日本の杉の林は伐られる事なく大きく育ち、災いをもたらせています。
山をドライブしても、木伐っている山なんてありません、一方金沢港の埠頭には北洋材が山の様に積まれています、そして検疫の為の消毒もされるとか?
伐られる事のない杉の木は花粉を撒き散らしています。
いわゆる、杉花粉症となって人々を苦しませています、こんな現象が出てくるとは当時の農林省の植林を奨めた人達は思われたでしょうか?
鉛色の北陸独特の冬の雲が垂れ下がる様にして雪を降らせます、深々と降る雪の下で、杉花粉は成長して、春先に花粉を撒き散らし、人々を苦しめるのです。
一説によれば、花粉症に費やされるお金は2千億円にも達するといわれています。
これは政府指導の林業政策の失敗による公害の一つだと思います。

安いからと云って、北洋材や南洋材を買い占めているのは、悪名高き日本の商社で他所の国の事など考えずにお金にまかせて買い捲っているのです。
ロシアもお金がなくて、ツンドラの木を切りまくって日本に輸出しています、南方ではマレーシア、インドネシア、フィリッピンは言うに及ばす、木を切りまくりハゲヤマだらけにしているのです。
ある商社の材木の買い付けをしていた友人はインドネシアの離れ島の木の伐採を監督していたらしいのですが、まず道路を作り、周囲のすべての木々を伐採するので、ジャングルは完全に赤土だけとなってしまい、雨が降ると吸水能力がないので、降った雨は赤土と一緒に海に流れてしまい、海は赤土色に染まると云っていました。

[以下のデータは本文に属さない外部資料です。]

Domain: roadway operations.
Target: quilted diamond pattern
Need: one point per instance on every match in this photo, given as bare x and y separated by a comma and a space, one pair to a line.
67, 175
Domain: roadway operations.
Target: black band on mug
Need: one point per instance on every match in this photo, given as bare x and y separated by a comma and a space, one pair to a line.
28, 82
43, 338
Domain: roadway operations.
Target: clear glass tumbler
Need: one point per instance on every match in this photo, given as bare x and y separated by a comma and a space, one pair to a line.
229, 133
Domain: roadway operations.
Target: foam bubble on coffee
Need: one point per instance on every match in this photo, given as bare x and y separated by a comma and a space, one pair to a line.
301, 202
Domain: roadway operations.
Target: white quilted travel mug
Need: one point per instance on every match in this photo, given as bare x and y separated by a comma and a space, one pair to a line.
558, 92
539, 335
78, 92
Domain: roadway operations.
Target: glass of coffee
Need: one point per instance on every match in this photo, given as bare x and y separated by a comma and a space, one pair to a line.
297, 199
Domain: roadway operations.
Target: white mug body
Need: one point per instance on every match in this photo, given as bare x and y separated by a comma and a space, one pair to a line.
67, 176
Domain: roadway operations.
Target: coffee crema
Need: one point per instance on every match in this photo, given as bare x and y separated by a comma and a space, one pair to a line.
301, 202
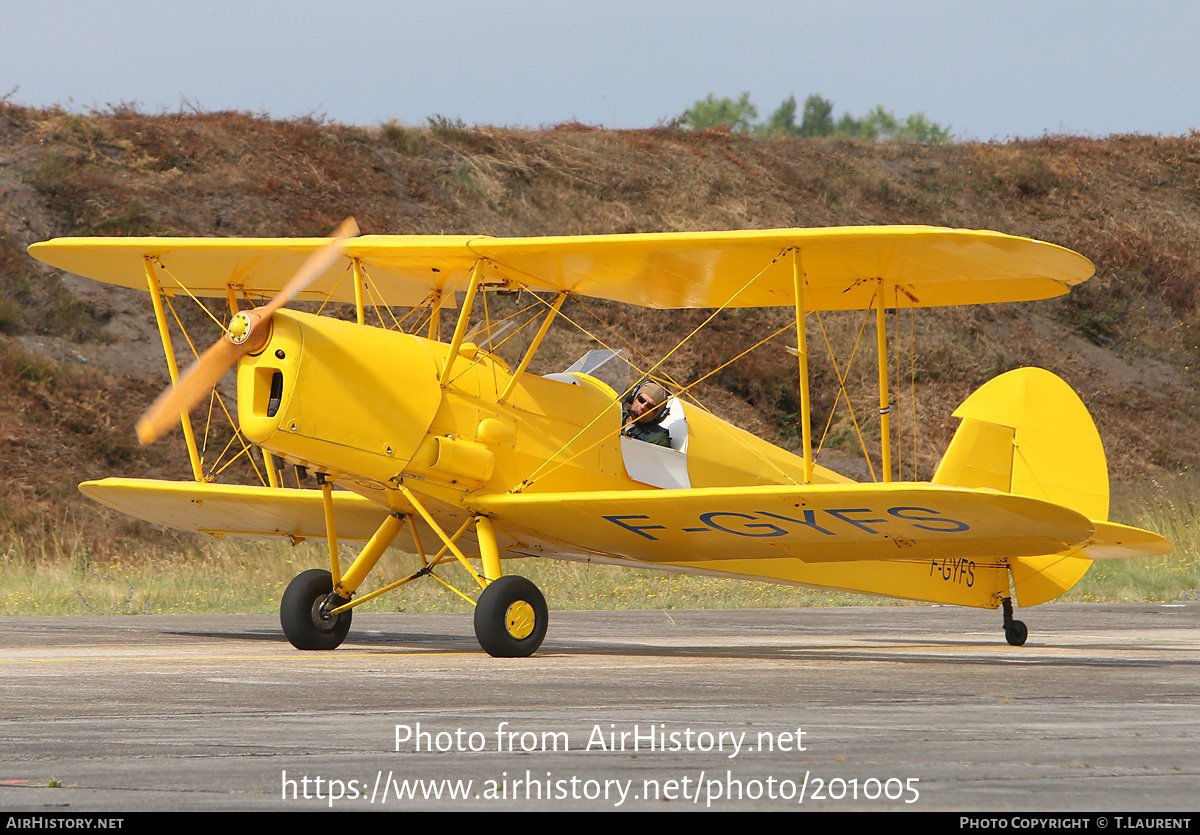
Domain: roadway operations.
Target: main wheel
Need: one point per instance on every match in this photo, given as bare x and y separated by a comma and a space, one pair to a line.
303, 617
1017, 632
510, 618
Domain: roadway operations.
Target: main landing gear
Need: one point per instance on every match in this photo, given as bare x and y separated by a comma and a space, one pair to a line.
510, 612
305, 612
510, 618
1015, 631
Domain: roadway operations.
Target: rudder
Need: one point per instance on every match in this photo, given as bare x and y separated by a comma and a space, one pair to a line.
1026, 432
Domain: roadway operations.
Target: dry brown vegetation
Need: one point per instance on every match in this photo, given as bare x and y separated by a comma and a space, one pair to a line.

当然のように、赤土が海に流れれば、熱帯の海にあるさんご礁が死んでしまいます。
日本の商社は、そんな事など他人事の様にお構いなしです。

確かに、シンガポールからシャトル便に乗ってマレーシアのクアラルンプールまで飛ぶと、下に見える山々は完全に荒廃して、ただの赤土の山となっていました。
あのハゲヤマは何年たったら元に戻るのでしょう。
マレーシアでも、自然破壊に対する反対運動が起こりましたが、州の大臣からの一言で反対運動はなりをひそめてしまいました。
その一言とは、「昔はジャングルでタロイモやバナナを採って自給自足の生活をしていたが、この文明の時代に、自給自足の生活に戻れるなら、ジャングルの木を切らない事にする」と云われたら、自然消滅となってしまったらしいです、実に悲しい話ですね。
自分たちの文明の生活を楽しむ為に、自然を破壊してしまうのですから、いったん破壊された自然は元にもどるのでしょうか?
破壊された自然が元に戻る事はありません。
そして山はハゲヤマだらけとなってしまいました。
インドネシアにはスマトラ虎が住んでいて、材木を切っている人達が虎に襲われる事もあったらしいのですが、ハゲヤマになってしまったら、野生の動物は生息出来ません。
一度絶えたらもう二度とその動物は再び産まれる事はありません。
10m四方のジャングルには何百種類もの木が生えていたと、私の友人は云っていました。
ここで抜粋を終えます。